Ouvrir un compte bancaire d'entreprise en Türkiye en tant que société à capitaux étrangers
Une société à capitaux étrangers peut ouvrir un compte bancaire d'entreprise en Türkiye, mais les banques turques appliquent des contrôles d'identité et de lutte contre le blanchiment stricts avant d'accepter. En pratique, le compte suit la société : vous immatriculez d'abord la société et obtenez son numéro fiscal, puis la banque vérifie qui en détient et en contrôle réellement le capital (le bénéficiaire effectif) et qui est autorisé à signer. Ce guide vous accompagne à travers les documents, les étapes pratiques, les motifs de refus les plus fréquents des banques, et jusqu'où vous pouvez aller à distance ou par procuration.

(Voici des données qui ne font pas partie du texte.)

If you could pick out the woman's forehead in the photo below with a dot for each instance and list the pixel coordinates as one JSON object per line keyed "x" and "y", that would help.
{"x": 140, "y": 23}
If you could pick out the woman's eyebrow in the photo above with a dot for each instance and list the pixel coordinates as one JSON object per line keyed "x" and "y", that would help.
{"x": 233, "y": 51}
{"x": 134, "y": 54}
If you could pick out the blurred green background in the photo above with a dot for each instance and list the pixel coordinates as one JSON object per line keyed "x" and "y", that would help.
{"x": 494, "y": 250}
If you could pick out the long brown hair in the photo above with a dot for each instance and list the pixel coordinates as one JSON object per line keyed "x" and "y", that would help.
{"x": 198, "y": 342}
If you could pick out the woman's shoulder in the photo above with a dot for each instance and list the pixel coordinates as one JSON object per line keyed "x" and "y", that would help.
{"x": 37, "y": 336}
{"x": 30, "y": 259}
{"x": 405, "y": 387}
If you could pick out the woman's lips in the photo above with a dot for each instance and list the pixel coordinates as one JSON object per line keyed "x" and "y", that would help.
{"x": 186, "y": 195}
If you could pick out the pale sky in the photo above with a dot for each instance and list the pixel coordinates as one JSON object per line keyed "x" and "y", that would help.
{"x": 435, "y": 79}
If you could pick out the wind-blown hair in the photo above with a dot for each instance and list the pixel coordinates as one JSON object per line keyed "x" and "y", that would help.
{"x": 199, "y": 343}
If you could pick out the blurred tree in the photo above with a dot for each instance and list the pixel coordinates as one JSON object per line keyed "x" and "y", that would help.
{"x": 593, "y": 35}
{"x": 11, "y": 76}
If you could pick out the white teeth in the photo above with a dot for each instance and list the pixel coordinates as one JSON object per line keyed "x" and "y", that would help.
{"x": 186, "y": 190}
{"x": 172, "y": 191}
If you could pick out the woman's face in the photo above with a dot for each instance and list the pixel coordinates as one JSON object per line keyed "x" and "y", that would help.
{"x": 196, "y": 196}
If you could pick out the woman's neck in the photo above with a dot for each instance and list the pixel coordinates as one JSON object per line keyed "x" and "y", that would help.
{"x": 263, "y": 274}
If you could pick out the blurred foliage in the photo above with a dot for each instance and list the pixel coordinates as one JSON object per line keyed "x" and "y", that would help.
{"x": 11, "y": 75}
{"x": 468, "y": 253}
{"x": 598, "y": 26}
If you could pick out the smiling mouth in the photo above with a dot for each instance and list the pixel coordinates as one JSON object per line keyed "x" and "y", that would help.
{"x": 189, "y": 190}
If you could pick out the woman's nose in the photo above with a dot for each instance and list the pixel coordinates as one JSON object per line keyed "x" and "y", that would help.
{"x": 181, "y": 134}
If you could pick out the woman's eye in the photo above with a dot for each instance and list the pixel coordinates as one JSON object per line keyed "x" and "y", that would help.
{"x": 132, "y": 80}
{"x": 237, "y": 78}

Une société à capitaux étrangers peut-elle ouvrir un compte bancaire en Türkiye ?
Oui. Aucune règle ne bloque une société du fait que ses associés ou ses dirigeants sont étrangers. Les sociétés turques à capitaux étrangers (une société à responsabilité limitée, limited şirket, ou une société anonyme, anonim şirket) sont traitées comme toute autre société turque une fois immatriculées. Ce qui change n'est pas votre droit à un compte, mais le niveau de vérification que la banque effectue avant de l'ouvrir.
La raison est réglementaire. Les banques turques sont supervisées en vertu de la loi bancaire n° 5411 par le régulateur bancaire (la BDDK, Agence de réglementation et de supervision bancaire), et chaque banque doit appliquer les règles de lutte contre le blanchiment et de « connaissance du client » fondées sur la loi sur la prévention du blanchiment des produits du crime n° 5549, mises en œuvre par le MASAKMASAKLe Conseil d'investigation des crimes financiersLa cellule de renseignement financier turque — elle reçoit les déclarations de soupçon et supervise les obligations de lutte contre le blanchiment.Lexique → (Conseil d'investigation des crimes financiers). Ces règles imposent à la banque d'identifier le client, de comprendre la structure de l'actionnariat et de tenir cette information à jour.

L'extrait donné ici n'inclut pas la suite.